Gegen Ende desselben Jahres las ich, dass diese Journalistin Mutter eines gesunden Jungen geworden war. Und wieder hat eine Frau ein Kind bekommen können, wie sie und ihr Partner es geplant hatten, ging mir automatisch durch den Kopf. Man kann sein Denken nicht ausschalten. Viele gemischte Gefühle kamen plötzlich in mir auf. Aber natürlich habe ich mich auch für sie gefreut.
Wo aber standen wir?
Wo wir schon einige medizinische Behandlungen durchlaufen hatten, womit immer große Freuden und Aufregungen verbunden waren.

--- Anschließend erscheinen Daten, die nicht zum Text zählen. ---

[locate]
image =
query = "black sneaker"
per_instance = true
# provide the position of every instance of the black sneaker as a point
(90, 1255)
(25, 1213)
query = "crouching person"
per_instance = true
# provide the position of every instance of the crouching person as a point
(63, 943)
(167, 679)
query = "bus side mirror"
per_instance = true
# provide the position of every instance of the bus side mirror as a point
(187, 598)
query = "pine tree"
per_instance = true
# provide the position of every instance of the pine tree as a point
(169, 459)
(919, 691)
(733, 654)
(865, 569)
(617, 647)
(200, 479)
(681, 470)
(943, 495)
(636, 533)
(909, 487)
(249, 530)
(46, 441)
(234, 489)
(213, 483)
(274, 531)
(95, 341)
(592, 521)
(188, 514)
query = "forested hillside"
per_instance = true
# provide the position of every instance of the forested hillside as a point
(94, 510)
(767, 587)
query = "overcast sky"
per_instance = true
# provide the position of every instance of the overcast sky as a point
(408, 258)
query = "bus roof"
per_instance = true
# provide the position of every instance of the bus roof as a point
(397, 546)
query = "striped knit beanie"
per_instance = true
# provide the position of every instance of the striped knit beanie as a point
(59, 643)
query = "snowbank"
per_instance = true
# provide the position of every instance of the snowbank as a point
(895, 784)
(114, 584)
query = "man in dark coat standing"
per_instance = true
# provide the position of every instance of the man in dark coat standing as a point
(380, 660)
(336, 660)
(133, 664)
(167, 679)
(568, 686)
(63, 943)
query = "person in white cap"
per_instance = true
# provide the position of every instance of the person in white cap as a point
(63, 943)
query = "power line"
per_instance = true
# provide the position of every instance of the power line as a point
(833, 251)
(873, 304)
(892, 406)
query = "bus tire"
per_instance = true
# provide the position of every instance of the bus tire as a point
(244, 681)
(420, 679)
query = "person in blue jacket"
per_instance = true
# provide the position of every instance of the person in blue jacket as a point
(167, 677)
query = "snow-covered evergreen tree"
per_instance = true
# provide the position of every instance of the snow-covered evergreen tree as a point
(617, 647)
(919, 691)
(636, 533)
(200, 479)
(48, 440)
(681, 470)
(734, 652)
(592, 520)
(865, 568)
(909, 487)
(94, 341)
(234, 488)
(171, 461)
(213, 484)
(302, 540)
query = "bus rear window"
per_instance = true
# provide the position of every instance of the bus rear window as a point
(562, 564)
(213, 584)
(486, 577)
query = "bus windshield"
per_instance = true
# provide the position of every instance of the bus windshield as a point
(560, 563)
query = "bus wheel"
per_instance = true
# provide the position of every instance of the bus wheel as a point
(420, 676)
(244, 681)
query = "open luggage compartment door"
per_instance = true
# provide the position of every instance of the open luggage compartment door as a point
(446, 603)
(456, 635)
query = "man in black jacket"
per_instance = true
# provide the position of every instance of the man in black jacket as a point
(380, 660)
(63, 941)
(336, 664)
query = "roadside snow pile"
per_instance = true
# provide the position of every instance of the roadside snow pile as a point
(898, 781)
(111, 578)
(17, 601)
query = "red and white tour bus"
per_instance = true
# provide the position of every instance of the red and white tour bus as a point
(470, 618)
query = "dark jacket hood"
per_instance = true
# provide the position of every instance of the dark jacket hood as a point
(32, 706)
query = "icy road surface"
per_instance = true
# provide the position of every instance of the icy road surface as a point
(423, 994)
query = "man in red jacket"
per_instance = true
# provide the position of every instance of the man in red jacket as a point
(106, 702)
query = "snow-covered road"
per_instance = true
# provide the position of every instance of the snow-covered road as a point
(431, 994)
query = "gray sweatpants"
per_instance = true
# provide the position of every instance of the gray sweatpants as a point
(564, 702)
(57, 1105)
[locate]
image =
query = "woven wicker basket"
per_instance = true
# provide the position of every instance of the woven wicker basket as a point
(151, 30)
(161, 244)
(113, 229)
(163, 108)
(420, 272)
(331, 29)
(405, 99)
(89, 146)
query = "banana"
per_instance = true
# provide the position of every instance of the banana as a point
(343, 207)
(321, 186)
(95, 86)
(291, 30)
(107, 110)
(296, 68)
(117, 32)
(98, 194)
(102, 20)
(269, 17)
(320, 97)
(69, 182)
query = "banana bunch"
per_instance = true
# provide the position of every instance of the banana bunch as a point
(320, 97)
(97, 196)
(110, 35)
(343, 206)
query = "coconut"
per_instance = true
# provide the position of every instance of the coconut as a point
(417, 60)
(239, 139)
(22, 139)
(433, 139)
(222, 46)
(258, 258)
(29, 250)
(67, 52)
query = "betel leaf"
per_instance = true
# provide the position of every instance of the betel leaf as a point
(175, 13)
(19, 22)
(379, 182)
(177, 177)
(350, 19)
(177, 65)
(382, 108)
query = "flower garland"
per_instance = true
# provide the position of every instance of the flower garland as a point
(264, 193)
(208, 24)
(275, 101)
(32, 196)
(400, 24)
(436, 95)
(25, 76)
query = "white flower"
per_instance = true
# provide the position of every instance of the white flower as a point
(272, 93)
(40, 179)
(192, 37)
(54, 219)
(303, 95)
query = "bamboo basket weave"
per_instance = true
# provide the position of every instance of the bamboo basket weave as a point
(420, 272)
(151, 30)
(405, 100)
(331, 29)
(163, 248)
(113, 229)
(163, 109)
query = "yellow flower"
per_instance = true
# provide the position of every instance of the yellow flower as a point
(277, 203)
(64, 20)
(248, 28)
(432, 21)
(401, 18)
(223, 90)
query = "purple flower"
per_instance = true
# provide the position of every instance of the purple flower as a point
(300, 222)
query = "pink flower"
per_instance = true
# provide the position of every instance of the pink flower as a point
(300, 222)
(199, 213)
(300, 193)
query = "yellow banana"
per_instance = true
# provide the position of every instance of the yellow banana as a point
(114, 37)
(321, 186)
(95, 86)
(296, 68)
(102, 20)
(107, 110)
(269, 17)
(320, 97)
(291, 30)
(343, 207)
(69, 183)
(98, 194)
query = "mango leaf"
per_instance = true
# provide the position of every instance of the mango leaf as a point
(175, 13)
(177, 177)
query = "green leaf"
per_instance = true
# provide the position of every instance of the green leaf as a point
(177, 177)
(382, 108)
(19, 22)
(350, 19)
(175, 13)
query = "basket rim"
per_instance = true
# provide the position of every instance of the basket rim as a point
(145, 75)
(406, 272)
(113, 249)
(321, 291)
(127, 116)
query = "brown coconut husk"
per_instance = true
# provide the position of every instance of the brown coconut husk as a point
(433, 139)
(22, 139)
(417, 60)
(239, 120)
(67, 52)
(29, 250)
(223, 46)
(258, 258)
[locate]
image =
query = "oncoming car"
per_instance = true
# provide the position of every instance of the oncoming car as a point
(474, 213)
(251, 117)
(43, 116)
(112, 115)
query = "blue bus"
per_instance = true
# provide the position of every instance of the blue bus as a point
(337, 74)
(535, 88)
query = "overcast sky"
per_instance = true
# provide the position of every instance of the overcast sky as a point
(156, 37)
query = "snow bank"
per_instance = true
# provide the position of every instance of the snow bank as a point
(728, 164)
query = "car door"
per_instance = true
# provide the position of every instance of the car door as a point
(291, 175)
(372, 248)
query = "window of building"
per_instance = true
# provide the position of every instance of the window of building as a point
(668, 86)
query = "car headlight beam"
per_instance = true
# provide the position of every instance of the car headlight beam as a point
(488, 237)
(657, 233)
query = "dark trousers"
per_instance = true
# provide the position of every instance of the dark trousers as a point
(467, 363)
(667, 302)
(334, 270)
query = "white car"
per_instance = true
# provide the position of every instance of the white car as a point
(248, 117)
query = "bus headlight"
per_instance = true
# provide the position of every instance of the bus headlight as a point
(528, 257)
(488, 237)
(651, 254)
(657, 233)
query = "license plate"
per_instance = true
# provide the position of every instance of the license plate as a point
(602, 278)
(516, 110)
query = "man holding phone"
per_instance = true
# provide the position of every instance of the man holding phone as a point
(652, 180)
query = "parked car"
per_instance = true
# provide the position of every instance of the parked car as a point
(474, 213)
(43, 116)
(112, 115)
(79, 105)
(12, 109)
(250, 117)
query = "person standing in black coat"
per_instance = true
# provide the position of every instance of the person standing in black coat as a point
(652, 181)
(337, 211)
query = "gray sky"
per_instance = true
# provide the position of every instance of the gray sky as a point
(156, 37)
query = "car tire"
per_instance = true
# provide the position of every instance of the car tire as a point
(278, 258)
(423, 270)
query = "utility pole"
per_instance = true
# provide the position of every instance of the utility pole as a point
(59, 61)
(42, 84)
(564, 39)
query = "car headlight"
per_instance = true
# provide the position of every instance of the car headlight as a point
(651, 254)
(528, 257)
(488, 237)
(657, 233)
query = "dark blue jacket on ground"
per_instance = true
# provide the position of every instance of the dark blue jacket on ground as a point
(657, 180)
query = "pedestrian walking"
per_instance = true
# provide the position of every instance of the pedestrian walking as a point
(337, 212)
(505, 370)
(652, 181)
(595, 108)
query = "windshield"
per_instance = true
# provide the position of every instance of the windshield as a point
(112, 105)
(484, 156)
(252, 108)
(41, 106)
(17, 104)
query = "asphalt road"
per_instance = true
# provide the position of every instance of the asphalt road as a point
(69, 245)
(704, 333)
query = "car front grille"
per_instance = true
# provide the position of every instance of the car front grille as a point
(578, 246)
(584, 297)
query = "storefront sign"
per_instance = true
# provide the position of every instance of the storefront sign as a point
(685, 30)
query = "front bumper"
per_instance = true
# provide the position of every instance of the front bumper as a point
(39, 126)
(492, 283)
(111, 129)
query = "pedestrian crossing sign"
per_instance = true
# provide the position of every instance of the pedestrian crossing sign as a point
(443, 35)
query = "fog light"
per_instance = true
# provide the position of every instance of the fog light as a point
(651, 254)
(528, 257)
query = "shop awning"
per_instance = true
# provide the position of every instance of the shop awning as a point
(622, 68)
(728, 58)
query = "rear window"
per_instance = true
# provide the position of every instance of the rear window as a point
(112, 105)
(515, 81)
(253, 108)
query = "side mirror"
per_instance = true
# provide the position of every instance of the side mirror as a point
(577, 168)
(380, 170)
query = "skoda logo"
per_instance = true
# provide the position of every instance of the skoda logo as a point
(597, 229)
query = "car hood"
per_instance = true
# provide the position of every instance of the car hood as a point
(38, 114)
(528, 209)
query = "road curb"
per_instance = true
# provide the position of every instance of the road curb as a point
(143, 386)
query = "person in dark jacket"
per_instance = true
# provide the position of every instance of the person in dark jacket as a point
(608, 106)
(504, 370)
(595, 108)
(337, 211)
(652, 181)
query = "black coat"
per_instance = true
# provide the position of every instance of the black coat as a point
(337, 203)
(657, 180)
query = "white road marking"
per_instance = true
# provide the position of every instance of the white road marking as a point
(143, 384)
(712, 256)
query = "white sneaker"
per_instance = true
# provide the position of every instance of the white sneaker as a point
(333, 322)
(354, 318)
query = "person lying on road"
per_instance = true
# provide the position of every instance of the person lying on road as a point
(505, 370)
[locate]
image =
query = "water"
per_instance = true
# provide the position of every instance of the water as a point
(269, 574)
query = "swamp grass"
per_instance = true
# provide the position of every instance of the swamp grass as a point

Es war noch vor 2012. Seitdem muss in der BRD jedes Paar ein Viertel der Behandlungskosten selbst tragen.
Im Herbst 2006 hatte ich dienstlich in Düsseldorf zu tun. Ich wusste, dass meine Regel bevorstand. Nahm noch zu Hause eine Schmerztablette ein, denn ohne ging es schon seit Jahren nicht mehr. Im Zug verstärkten sich die Kopfschmerzen derartig, dass ich zu einer weiteren greifen musste. Aber es half alles nichts.
So war in Düsseldorf als erstes die Apotheke meine Anlaufstelle. Nachdem ich mein Leid und das Eingenommene erklärt hatte, erhielt ich frei verkäufliche Tabletten und von der freundlichen Dame hinter dem Tresen den gut gemeinten Rat: „Wenn ich Sie wäre, würde ich mir überlegen, ob ich nicht besser die Pille einnähme. Damit hätten Sie dieses Dilemma nicht!“
Ich lächelte zurück.
Erwiderte nichts.
Fand blitzschnell zu mir.
Im vorigen Jahr hatte ich diese künstlichen Befruchtungen über mich ergehen lassen, die bisher nichts Positives brachten. Aber nun sollte ich, bei unserem unbedingten Kinderwunsch, gegen Schmerzen zeitweilig die Pille nehmen? Die Welt ist ganz schön schräg. Innerlich musste ich lachen. Wenigstens lebt er, mein schwarzer Humor. Dem ich sehr danke. Hätte die Dame gewusst, …, es wäre ihr sicher peinlich gewesen.
Im Wartezimmer der Gynäkologin: Ich sitze inmitten sehr verschiedener Frauen. Eine davon ist jung, ist schwanger, dem Bauch nach zu urteilen, dauert es nicht mehr lange.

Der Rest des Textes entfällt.